Rule of thumb = three to six months of your expenses
While you may need more if you own a home that could potentially be hard to sell, work in a field that is highly volatile or specialized or have a large family dependent on one income, this is a pretty good gauge of things to make sure you’re protected. When real estate prices plunged along with a lot of people’s job prospects during the last recession, twelve months would have been more appropriate because that’s how long it took many people to find new jobs when selling their home wasn’t an option because suddenly their houses were worth less than the mortgage.
What’s the emergency fund for?
Get you through an unexpected loss of income
The emergency fund’s primary purpose is to ensure you have the money you need to cover all your core financial expenses in the case that you or your spouse loses your job. Being unemployed is stressful enough, so it’s nice to know that you have that money aside, so that you don’t have to accumulate a mountain of credit card debt or miss payments that can impact your credit score. These savings will ensure this unfortunate event doesn’t cause too much long-term financial damage.
In the event that the loss of income is more permanent, it’ll also give you time to adjust to a new reality, allowing you to keep paying your bills until you’re able to reduce them through cancellation or adjustment of service, sale of your home or termination of your lease, etc.
Large unexpected one-time expenses
While this is more of a last resort, as you should be budgeting for most non-recurring expenses like home maintenance, pet illness, healthcare bills, etc., there are always things that come up that just can’t be planned for beyond just having the right insurance to minimize the impact.
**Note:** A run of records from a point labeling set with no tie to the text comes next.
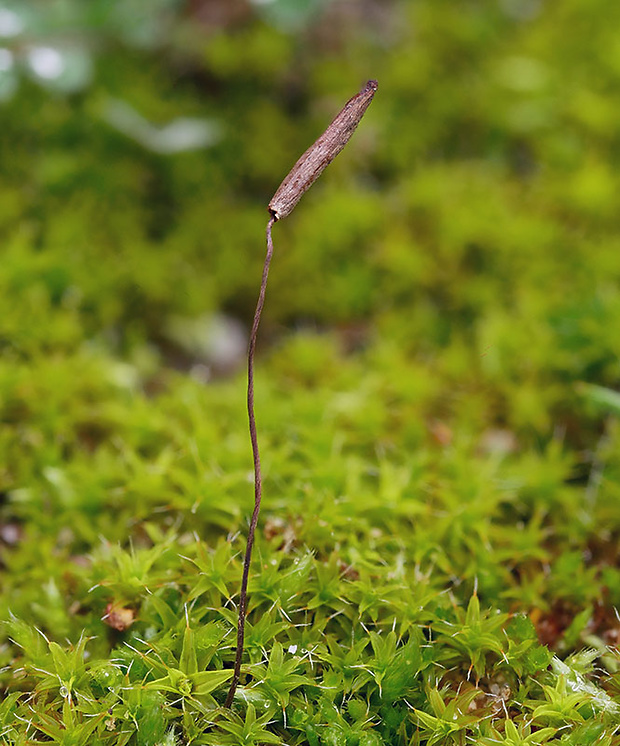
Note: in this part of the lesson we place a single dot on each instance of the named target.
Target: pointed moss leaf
(207, 681)
(188, 662)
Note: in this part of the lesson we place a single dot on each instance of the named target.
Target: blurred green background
(465, 246)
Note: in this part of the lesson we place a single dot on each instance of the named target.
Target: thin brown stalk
(258, 482)
(299, 179)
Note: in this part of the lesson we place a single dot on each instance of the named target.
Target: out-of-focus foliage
(436, 392)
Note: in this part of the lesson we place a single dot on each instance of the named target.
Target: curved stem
(258, 486)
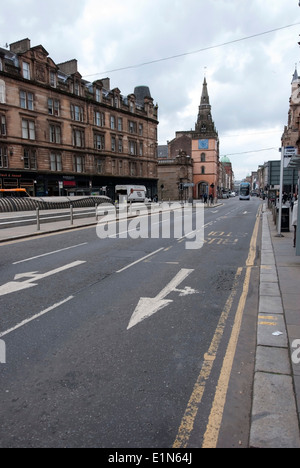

That said, it’s better to tap into these savings than it is to get into credit card debt that’ll amass large interest charges.
What it’s not there for
It’s NOT your piggy bank to tap into when you are feeling that spending itch or paying for expenses that should be planned for through your normal budgeting process like vacations, holidays, etc. This is your safety net and can leave you in pretty bad financial shape if you don’t have it when you need it (and you’ll need it, I promise). That’s why the best emergency funds are those that are held in a separate account that’s a bit harder to access and remains untouched except in times of true emergencies. And once the emergency has passed, they are brought back up to their necessary amounts to protect against the next thing!
So what do you do if you don’t have an emergency fund yet?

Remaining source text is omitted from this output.